Reese has fun throwing in details as the plot progresses whether hidden truth replacing earlier lies, corrupt cops, or a bond as pure as Bill and Roy’s on the opposition. Too often this type of film utilizes nameless villains doing a job for someone lurking in the darkness. But the adversaries here aren’t your usual two-dimensional pawns. They have families to use as leverage and motivation like our hero. If one goes down the rest don’t keep going like robots on a mission. They’re allowed to fall apart too. They’re as independent as Bill with no one to answer to but their own God for the trail of bodies left in their wake. Harvey may be a legitimately formidable foe, but he feels emotional suffering like us all.

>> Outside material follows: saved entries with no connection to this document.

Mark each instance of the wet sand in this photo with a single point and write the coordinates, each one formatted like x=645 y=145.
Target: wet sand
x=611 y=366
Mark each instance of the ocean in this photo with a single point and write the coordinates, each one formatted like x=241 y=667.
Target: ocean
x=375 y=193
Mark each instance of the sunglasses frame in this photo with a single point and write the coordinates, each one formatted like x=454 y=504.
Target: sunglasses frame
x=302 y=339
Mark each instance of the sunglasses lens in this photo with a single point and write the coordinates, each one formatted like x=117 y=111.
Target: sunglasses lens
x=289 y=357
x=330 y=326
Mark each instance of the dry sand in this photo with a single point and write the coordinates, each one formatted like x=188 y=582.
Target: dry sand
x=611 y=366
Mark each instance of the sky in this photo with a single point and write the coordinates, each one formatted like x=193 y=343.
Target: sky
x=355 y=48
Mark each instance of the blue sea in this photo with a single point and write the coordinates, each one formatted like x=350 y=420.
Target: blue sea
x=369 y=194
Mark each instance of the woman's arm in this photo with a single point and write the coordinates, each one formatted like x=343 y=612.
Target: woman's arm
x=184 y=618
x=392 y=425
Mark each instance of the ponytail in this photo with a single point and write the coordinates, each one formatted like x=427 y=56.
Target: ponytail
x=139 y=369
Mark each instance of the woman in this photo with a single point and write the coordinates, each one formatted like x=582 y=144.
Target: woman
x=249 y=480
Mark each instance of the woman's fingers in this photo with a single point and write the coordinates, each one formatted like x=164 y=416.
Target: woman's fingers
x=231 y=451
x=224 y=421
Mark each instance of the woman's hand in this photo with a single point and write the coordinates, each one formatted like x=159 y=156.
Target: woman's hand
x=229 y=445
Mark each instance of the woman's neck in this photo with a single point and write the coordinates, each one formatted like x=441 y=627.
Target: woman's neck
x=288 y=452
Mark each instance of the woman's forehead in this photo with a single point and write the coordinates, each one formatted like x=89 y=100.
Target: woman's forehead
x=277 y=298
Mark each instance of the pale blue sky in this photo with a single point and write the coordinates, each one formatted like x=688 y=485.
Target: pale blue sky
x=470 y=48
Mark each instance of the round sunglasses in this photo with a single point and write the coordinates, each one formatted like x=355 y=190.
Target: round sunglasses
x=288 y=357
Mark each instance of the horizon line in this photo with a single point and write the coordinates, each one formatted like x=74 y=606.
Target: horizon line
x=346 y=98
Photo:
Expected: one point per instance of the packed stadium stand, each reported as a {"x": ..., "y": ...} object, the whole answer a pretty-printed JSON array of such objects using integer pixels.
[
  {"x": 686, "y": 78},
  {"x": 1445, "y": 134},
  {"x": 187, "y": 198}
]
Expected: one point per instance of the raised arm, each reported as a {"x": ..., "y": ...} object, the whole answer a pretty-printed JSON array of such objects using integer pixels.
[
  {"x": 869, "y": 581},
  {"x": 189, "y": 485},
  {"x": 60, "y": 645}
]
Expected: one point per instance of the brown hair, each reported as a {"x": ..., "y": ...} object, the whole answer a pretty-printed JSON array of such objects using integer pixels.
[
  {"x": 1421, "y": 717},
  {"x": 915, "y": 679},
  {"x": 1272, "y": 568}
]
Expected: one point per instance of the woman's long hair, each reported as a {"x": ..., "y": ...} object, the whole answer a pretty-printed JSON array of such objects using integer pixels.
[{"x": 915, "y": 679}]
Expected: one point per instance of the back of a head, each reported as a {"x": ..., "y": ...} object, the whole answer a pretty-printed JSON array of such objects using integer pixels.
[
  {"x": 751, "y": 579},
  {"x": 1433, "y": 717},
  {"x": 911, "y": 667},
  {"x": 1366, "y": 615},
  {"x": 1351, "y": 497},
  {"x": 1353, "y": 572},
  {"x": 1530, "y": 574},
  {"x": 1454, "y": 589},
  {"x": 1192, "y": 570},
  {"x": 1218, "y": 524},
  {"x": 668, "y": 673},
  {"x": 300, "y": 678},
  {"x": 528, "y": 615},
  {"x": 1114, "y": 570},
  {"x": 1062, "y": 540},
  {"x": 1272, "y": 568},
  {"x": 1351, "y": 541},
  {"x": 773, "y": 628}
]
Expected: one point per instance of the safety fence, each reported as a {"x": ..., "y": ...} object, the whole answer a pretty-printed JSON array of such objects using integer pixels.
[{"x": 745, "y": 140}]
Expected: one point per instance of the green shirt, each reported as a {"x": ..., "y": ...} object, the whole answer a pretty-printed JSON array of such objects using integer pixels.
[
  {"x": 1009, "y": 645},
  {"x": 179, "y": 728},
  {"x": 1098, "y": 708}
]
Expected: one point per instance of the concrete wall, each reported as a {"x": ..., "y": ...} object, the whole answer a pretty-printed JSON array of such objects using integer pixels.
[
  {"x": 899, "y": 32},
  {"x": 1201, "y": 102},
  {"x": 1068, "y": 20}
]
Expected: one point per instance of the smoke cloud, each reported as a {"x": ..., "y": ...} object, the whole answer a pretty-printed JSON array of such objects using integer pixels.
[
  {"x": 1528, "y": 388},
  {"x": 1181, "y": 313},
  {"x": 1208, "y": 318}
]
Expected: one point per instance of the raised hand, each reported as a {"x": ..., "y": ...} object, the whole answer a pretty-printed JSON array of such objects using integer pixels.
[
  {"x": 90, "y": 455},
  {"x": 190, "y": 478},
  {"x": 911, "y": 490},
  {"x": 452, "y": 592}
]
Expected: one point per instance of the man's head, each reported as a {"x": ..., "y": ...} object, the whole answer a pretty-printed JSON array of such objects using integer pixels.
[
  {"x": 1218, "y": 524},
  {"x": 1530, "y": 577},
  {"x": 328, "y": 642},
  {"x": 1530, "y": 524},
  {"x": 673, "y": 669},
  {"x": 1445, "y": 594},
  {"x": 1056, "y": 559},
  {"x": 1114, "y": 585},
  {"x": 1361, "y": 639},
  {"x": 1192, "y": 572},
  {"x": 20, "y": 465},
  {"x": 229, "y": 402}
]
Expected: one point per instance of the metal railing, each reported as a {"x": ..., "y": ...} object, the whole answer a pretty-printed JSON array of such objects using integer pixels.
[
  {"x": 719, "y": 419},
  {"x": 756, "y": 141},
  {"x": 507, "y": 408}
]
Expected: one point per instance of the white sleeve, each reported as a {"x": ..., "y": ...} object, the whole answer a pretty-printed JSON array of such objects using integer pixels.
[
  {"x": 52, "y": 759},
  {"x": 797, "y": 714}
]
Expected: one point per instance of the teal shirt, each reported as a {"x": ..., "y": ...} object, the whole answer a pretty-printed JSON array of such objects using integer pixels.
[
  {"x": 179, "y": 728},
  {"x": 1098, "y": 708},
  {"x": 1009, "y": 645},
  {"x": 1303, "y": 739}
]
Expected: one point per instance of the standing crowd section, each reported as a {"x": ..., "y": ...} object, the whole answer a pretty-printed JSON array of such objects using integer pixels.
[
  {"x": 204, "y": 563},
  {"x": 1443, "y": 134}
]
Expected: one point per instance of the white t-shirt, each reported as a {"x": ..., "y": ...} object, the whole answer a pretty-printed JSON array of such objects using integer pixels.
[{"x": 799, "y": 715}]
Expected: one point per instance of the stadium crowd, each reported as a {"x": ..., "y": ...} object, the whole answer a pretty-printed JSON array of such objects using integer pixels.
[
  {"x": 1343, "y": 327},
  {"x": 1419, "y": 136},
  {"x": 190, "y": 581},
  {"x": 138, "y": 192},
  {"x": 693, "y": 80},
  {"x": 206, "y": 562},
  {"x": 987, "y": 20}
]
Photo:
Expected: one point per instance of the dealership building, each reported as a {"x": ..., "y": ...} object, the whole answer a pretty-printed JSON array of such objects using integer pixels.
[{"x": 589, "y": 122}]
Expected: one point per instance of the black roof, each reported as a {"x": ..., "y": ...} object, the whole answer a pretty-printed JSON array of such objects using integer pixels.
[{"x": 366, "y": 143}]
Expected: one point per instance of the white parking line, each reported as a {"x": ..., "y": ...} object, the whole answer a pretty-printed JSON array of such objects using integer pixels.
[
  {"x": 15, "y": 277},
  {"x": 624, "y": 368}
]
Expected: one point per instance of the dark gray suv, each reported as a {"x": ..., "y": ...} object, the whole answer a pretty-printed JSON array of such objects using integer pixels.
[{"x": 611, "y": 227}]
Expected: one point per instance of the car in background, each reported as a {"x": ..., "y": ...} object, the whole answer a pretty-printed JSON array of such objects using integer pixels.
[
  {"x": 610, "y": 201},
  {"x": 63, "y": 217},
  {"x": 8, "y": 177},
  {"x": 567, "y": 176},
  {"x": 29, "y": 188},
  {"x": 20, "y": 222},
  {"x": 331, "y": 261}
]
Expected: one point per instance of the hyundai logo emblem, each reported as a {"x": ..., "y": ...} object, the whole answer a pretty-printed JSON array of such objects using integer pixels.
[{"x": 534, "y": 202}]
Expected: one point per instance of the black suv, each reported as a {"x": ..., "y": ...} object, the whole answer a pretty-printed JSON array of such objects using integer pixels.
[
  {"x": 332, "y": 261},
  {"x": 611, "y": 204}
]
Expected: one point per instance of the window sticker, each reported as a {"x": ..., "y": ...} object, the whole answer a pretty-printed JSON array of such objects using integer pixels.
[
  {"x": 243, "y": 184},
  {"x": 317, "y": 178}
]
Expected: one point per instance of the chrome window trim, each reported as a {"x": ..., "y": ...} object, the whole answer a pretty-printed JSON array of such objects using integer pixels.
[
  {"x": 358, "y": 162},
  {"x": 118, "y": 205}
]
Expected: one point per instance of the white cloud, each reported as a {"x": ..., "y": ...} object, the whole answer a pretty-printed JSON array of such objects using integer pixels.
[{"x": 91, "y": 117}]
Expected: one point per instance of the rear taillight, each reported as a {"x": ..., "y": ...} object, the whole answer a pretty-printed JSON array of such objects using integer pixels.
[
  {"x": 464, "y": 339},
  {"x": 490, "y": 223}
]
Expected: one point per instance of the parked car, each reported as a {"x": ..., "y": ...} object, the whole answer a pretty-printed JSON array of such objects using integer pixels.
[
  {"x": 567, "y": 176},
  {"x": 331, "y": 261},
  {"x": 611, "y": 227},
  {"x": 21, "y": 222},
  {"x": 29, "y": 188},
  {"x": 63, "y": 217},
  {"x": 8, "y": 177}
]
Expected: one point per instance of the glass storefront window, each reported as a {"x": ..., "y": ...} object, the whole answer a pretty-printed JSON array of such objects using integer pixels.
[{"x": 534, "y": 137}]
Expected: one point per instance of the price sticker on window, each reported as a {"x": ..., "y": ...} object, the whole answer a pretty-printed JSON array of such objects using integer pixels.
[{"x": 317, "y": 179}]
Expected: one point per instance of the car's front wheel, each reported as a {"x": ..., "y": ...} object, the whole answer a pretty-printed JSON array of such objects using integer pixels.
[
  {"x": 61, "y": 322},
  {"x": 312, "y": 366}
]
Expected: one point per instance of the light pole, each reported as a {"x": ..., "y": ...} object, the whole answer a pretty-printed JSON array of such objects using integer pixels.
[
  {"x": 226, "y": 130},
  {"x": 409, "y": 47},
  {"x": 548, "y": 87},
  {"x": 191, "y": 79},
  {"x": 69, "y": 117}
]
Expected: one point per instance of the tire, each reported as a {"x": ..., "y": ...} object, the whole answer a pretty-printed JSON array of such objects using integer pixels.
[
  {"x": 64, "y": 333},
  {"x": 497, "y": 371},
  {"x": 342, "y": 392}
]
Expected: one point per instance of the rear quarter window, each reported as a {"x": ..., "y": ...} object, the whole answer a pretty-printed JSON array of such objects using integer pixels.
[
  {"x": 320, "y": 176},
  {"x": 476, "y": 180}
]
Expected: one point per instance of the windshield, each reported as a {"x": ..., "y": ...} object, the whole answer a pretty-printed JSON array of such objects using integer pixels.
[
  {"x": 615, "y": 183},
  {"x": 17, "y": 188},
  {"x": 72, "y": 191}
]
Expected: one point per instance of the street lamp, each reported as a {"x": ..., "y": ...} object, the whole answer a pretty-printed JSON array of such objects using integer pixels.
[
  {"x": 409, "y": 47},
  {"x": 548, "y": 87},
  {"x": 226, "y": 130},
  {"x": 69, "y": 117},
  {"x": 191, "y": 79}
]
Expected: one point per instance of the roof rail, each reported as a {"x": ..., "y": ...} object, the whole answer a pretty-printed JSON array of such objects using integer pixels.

This assures Dead Bullet goes beyond your run-of-the-mill actioner. Some could say this level of compassion derails its explosiveness, but I’d argue it makes it more intense—especially being a bare-bones micro-budget effort from a crew of seven. You wouldn’t know it, though, from the cinematography capturing an authentic world lost to desolation and empty promises to the killer soundtrack culled from a keenly sought-after license package making the project feel bigger than its finances. The acting lives up to this scope of filmmaking too with Trickitt chewing scenery in the best way, Rosete taking no prisoners, and Woods building on the success of his leading role in Down and Dangerous to show he has the emotional range to deliver more than stock Hollywood tough guy physicality.
The secrets Reese hides are subtly revealed in a way that actually disheartens us by showing what we more than likely knew yet refused to believe rather than surprise with out-of-the-blue cheap tricks. This makes it feel more real by not shying away from the stakes of the situation onscreen. There’s no glamor to this lifestyle. Even if you survive you won’t be left unmarked. When the ball gets rolling on a shady deal with untrustworthy characters—no matter how charismatic Woods may prove, we can never honestly call Bill an innocent—it’s nearly impossible to stop. While Hollywood tries to supply bow-tied happily-ever-afters inherently leaving holes due to implausible results, Reese thankfully lets his story evolve naturally to its conclusion because destiny is rarely so forgiving.
Dead Bullet screened at the Buffalo Dreams Fantastic Film Festival.